For automating the evaluation process, Databricks recommends using an LLM-as-a-judge approach, where the LLM's grading reflects human preference in terms of correctness, readability, and comprehensiveness of the answers. Another recommendation is to use a low-precision grading scale for easier interpretation and consistency of grading scales among different LLM judges.

However, it’s not enough to have information on how well our RAG app performs unless we have a baseline to compare it against, which is why users should start with a benchmark.

Establish guardrails and constraints

LLMs can generate harmful content or perpetuate biases, so it’s important to establish guardrails and constraints. Prior to building the vector store, data should be preprocessed to remove biases and sensitive information that could be in the generated output. It’s also possible to set up a feedback loop where the user feedback and the app’s performance metrics are used. Databricks supports guardrails to wrap around LLMs and help enforce appropriate behavior. In addition to guardrails, Databricks provides Inference Tables to log model requests. It’s important to continuously monitor the app’s outputs in real-time to detect any deviations from the established guardrails and to incorporate human oversight and intervention to review and correct the outputs when necessary.

Sometimes, relevant information will be added to the prompt, but the model fails to generate a correct answer because of contradictions in the source documents. This highlights the need to pre-process the source documents before adding them to a Vector Index.

Monitor responses

Maintaining a high quality of the RAG application responses requires consistent monitoring of what constitutes anomalous, unsafe, or toxic output. Databricks Lakehouse Monitoring provides a fully managed quality monitoring solution for RAG applications. It can automatically scan application outputs for toxic, hallucinated, or otherwise unsafe content. This data can then feed dashboards, alerts, or other downstream data pipelines for subsequent action.... With Databricks Lakehouse Monitoring, model performance can be monitored over time using Databricks Lakehouse Monitoring. Users can leverage this notebook to monitor text quality from endpoints serving RAG applications.

Thanks to these strategies, users can assess the app’s results and responses effectively.

Conclusion

In this blog post, we explored five challenges that can occur when building RAG applications and some strategies to address these challenges:

Challenge 1 - “My RAG app is slow at generating an answer”: There are a lot of factors that impact performance, including token limit tradeoffs, the choice of embedding model, similarity measure metric, or choice of LLM.

Challenge 2 - “I cannot update and delete data from the vector store”: If the solution doesn’t rely on a scalable vector store, users can face the challenge where data cannot be updated or deleted in their vector store.
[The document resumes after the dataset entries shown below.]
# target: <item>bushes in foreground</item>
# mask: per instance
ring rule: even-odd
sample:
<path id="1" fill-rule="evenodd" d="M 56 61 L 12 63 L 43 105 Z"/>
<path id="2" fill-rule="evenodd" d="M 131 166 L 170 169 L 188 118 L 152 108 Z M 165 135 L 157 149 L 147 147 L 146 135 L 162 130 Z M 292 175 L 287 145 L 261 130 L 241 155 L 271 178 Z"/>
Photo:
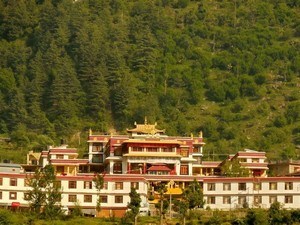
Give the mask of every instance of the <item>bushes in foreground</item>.
<path id="1" fill-rule="evenodd" d="M 176 217 L 176 215 L 173 215 Z M 170 220 L 167 218 L 164 224 L 182 224 L 180 218 Z M 133 221 L 126 221 L 133 224 Z M 124 219 L 119 218 L 91 218 L 79 216 L 64 216 L 58 220 L 41 220 L 38 216 L 27 212 L 12 212 L 0 209 L 0 225 L 121 225 Z M 138 217 L 139 225 L 159 224 L 158 217 L 141 216 Z M 300 224 L 300 209 L 285 210 L 277 203 L 270 209 L 240 209 L 232 211 L 219 210 L 191 210 L 187 220 L 187 225 L 296 225 Z"/>

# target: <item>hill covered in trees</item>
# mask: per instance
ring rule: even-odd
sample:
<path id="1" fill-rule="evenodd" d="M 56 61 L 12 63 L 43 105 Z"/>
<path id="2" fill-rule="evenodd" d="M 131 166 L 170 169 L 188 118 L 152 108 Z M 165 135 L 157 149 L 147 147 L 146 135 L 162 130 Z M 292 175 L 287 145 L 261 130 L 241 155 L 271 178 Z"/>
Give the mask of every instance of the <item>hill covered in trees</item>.
<path id="1" fill-rule="evenodd" d="M 206 154 L 299 158 L 297 0 L 1 0 L 0 135 L 203 130 Z"/>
Challenge 3 - “The app retrieves sensitive data that users should not have access to”: It’s important to safeguard the application with the right governance framework and security guardrails so that it doesn’t retrieve documents users should not have access to.

Challenge 4 - “My retriever is returning irrelevant documents”: When this occurs, users should assess their chunking strategy, and choice of embedding model and ensure that they chose the appropriate metric for measuring similarity and retriever algorithm. Filters can also be used to filter out irrelevant documents.

Challenge 5 - “I don’t trust the quality of the content produced by the RAG app”: It could be that the prompt is too long and over the LLM token limit. When building a RAG app, it is important to evaluate the quality of the outputs from the start. This can be achieved by setting a benchmark, establishing guardrails and constraints, and keeping an eye on the app’s performance through monitoring responses when the RAG app is deployed.